It’s Your Friends Who Break Your Heart

The older we get, the more we need our friends—and the harder it is to keep them

two "Best Friend" necklaces, each with half a heart, hanging side by side with all text except "End" crossed out

It is an insolent cliché, almost, to note that our culture lacks the proper script for ending friendships. We have no rituals to observe, no paperwork to do, no boilerplate dialogue to crib from.

Yet when Elisa Albert and Rebecca Wolff were in the final throes of their friendship, they managed, entirely by accident, to leave behind just such a script. The problem was that it read like an Edward Albee play—tart, unsparing, fluorescent with rage.

I met Elisa one evening in 2008, after an old friend’s book reading. She was such mesmerizing company that I rushed out to buy her debut novel, The Book of Dahlia, which had been published a few months earlier. I was instantly struck by how unafraid of darkness and emotional chaos she was. The same articulate fury suffused After Birth, her follow-up; her next book, Human Blues (her “monster,” as she likes to say), comes out in July.

Rebecca is someone I knew only by reputation until recently. She’s the founding editor of the literary magazine Fence, a haven for genre-resistant writing and writers that’s now almost 25 years old. She’s also the author of a novel and four poetry collections, including Manderley, selected by the National Poetry Series; she has a fifth coming out in the fall.

The two women became close more than a decade ago, spotting in each other the same traits that dazzled outsiders: talent, charisma, saber-tooth smarts. To Rebecca, Elisa was “impossibly vibrant” in a way that only a 30-year-old can be to someone who is 41. To Elisa, Rebecca was a glamorous and reassuring role model, a woman who through some miracle of alchemy had successfully combined motherhood, marriage, and a creative life.

It would be hard to overstate how much that mattered to Elisa. She was a new mother, all alone in a new city, Albany, where her husband was a tenured professor. (Albany! How does one find friends in Albany?) Yet here was Rebecca—the center of a lush social network, a pollinating bee—showing up on campus at Fence’s office every day.

The two entered an intense loop of contact. They took a class in New York City together. They sometimes joked about running away together. And, eventually, they decided to write a book together, a collection of their email and text correspondence about a topic with undeniably broad appeal: how to live in the world and be okay. They called this project The Wellness Letters.

I read the manuscript in one gulp. Their exchanges have real swing to them, a screwball quality with a punk twist. On page 1:

R: Anything you haven’t done?

E: Affair. Acid. Shrooms. Second child. Death. Ayahuasca.

R: “Bucket List.”

E: “Efforts at Wellness.”

R: I just started writing something called Trying to Stay Off My Meds …

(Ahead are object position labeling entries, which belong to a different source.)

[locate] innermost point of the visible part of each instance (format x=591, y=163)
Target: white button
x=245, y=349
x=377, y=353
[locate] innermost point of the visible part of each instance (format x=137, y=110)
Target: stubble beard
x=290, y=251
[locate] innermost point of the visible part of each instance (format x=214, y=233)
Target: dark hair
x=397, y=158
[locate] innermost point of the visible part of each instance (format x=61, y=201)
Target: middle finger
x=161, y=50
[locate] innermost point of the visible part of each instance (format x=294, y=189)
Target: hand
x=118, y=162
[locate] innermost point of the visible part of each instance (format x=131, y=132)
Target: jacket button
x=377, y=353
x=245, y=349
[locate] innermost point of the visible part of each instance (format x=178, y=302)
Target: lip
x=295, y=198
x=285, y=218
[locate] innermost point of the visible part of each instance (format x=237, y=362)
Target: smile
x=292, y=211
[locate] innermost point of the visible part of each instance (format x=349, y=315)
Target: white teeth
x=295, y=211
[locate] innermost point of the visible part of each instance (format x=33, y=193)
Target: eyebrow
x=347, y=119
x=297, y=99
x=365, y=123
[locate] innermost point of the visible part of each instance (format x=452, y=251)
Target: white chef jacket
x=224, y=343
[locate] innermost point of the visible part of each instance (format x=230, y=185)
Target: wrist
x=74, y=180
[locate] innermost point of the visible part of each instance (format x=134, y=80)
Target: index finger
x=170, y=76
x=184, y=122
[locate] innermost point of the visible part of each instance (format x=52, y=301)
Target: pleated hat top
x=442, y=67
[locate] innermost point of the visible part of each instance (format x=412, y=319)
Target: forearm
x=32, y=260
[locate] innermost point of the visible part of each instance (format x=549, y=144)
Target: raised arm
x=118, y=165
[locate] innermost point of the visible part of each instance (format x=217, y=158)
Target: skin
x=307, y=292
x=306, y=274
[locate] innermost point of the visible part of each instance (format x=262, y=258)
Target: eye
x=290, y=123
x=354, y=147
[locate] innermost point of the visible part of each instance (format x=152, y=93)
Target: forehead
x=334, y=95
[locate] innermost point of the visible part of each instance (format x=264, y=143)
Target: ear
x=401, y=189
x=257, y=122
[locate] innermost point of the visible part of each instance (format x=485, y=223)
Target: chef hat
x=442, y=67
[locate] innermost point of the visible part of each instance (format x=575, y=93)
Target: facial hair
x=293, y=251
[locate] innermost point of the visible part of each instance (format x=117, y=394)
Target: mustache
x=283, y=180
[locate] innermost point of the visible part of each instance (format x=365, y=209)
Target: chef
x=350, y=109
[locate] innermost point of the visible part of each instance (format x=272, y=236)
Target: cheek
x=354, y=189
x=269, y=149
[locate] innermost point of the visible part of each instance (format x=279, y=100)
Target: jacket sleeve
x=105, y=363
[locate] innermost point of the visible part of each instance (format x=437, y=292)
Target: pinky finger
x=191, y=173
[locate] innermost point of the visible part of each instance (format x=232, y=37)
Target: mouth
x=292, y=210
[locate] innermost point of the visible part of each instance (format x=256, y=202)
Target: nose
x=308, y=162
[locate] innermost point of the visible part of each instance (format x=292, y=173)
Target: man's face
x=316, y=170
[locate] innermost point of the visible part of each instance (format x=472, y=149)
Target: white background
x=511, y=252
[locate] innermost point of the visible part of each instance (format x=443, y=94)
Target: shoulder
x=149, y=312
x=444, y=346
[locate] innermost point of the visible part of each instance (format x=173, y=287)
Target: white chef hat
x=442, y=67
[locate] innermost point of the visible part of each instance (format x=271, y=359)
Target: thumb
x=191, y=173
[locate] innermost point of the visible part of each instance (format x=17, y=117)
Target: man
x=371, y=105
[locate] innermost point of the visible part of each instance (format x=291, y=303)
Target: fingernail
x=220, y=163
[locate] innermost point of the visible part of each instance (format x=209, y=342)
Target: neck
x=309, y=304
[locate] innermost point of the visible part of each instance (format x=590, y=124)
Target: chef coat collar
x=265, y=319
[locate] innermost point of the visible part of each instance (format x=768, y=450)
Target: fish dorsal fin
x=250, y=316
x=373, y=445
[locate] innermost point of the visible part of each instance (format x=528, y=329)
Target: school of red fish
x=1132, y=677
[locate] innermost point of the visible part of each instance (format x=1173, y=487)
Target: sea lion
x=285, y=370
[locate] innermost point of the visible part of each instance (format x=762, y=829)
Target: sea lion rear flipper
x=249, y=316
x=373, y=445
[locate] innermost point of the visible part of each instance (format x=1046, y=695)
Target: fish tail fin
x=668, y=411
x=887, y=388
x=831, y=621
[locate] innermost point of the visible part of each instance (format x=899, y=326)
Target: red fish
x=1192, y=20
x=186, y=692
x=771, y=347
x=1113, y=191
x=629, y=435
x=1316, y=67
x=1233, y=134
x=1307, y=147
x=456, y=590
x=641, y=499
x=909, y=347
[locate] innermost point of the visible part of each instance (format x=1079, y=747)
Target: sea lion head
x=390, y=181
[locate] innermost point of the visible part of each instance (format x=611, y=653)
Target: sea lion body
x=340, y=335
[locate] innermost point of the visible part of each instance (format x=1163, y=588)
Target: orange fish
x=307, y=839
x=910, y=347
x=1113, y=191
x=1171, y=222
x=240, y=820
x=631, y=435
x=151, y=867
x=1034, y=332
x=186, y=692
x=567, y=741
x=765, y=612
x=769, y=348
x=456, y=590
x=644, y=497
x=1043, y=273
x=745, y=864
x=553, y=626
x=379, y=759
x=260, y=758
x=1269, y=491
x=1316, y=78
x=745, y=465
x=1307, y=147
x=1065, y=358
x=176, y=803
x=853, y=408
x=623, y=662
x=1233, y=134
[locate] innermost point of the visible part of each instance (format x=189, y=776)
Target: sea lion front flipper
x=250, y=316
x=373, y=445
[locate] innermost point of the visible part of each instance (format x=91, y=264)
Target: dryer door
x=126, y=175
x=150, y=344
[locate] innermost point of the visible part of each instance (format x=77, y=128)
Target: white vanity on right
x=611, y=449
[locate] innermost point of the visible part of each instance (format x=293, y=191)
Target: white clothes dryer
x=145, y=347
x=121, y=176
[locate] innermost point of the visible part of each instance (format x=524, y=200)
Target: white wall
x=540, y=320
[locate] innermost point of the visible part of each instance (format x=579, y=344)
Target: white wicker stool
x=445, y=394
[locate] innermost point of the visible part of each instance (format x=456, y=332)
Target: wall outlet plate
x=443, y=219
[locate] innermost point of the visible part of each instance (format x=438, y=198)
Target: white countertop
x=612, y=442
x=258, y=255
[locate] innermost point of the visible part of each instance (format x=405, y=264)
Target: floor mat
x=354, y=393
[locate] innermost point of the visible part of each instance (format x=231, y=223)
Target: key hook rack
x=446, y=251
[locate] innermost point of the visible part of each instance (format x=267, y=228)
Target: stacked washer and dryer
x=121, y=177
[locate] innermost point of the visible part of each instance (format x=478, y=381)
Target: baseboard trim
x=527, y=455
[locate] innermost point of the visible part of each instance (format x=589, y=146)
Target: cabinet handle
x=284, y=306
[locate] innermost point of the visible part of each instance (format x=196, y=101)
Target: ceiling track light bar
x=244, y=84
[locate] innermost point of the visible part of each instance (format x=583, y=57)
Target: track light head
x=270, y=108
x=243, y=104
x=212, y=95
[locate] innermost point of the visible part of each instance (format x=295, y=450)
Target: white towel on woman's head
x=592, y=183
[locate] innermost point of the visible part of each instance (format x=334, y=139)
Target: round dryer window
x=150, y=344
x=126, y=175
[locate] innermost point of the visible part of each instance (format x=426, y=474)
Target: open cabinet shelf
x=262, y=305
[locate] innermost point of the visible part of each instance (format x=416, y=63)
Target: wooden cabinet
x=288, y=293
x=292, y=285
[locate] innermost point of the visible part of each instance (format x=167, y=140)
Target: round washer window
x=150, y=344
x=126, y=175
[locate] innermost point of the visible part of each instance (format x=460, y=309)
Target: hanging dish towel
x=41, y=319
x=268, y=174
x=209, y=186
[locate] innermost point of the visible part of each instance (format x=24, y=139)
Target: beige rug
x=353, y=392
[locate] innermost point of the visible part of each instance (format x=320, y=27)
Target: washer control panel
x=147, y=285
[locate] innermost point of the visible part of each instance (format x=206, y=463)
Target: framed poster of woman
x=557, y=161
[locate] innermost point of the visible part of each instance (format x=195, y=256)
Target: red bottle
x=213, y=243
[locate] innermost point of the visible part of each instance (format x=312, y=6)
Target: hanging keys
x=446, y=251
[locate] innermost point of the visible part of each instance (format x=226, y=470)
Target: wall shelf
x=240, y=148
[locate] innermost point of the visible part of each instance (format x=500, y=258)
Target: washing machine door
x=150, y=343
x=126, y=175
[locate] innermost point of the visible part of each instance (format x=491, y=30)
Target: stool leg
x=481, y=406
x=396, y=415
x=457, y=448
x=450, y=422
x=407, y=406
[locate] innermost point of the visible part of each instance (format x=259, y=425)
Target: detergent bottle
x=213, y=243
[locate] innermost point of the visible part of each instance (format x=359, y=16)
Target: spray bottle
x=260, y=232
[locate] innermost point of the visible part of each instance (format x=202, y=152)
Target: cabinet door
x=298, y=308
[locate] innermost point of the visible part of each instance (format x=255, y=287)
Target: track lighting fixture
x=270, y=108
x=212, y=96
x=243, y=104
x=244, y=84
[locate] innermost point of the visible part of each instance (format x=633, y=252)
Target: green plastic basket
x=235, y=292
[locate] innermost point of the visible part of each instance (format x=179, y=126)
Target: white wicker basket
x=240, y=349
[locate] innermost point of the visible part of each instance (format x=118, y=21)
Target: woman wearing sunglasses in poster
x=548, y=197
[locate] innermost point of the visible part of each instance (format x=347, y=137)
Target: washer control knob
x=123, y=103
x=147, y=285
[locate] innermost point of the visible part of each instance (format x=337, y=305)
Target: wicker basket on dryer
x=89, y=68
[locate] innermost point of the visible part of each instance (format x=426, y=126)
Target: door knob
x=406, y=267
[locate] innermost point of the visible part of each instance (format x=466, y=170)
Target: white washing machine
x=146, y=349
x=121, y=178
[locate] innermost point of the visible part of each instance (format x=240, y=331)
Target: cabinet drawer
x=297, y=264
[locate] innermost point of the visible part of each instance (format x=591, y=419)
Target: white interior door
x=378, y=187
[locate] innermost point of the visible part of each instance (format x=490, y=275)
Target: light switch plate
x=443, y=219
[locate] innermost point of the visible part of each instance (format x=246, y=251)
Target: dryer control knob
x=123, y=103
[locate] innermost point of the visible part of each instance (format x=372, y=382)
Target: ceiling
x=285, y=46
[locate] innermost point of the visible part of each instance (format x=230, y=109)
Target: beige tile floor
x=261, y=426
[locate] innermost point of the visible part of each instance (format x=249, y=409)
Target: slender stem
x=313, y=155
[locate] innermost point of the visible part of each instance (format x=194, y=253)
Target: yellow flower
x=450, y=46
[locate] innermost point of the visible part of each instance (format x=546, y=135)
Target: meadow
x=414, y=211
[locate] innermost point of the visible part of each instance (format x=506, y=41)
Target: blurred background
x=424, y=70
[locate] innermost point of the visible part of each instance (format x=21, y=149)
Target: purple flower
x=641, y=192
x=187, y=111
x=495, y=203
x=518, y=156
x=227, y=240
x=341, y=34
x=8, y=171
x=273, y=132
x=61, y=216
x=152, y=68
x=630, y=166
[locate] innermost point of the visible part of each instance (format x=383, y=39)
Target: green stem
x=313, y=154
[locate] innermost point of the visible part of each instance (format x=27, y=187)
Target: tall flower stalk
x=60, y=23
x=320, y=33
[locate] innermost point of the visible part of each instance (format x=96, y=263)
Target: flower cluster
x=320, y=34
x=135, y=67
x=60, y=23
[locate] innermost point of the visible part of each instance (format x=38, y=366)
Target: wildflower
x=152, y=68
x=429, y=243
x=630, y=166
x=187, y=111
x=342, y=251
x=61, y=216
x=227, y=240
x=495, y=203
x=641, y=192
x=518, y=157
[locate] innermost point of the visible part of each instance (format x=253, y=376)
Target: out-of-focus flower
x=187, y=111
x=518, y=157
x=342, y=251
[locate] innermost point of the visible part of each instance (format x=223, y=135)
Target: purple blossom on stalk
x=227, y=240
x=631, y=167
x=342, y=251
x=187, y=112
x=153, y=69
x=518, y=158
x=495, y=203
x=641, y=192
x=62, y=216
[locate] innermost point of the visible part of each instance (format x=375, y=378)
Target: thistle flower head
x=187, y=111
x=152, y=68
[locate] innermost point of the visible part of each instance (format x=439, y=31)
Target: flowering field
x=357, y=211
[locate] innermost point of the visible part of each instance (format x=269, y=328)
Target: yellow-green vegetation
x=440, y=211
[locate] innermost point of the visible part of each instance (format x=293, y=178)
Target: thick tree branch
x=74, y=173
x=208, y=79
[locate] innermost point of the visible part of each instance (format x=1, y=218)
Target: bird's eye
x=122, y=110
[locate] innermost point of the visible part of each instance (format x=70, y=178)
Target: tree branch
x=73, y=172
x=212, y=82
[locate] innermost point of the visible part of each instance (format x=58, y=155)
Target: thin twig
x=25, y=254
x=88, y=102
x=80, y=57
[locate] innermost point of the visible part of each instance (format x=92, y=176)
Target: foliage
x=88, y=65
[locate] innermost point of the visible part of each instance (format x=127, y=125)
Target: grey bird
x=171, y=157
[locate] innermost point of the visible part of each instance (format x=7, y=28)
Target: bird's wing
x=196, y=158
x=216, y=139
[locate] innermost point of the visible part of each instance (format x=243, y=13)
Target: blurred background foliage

But over time, resentments flicker into view. Deep fissures in their belief systems begin to show. They start writing past each other, not hearing each other at all. By the end, the two women have taken every difficult truth they’ve ever learned about the other and fashioned it into a club. The final paragraphs are a mess of blood and bone and gray guts.

In real time, Elisa and Rebecca enact on the page something that almost all of us have gone through: the painful dissolution of a friendship.

The specifics of their disagreements may be unique to them, but the broad outlines have the ring and shape of the familiar; The Wellness Letters are almost impossible to read without seeing the corpse of one of your own doomed friendships floating by.

Elisa complains about failures in reciprocity.

Rebecca implies that Elisa is being insensitive, too quick to judge others.

Elisa implies that Rebecca is being too self-involved, too needy.

Rebecca implies: Now you’re too quick to judge me.

Elisa ultimately suggests that Rebecca’s unhappiness is at least partly of her own unlovely making.

To which Rebecca more or less replies: Who on earth would choose to be this unhappy?

To which Elisa basically says: Well, should that be an excuse for being a myopic and inconsiderate friend?

E: The truth is that I am wary of you …

R: When you say that you are wary of me, it reminds me of something … oh yes, it’s when I told you that I was wary of you … wary of your clear pattern of forming mutually idolatrous relationships with women who you cast in a particular role in your life only to later castigate.

Their feelings were too hot to contain. What started as a deliberate, thoughtful meditation about wellness ended as an inadvertent chronicle of a friendship gone terribly awry.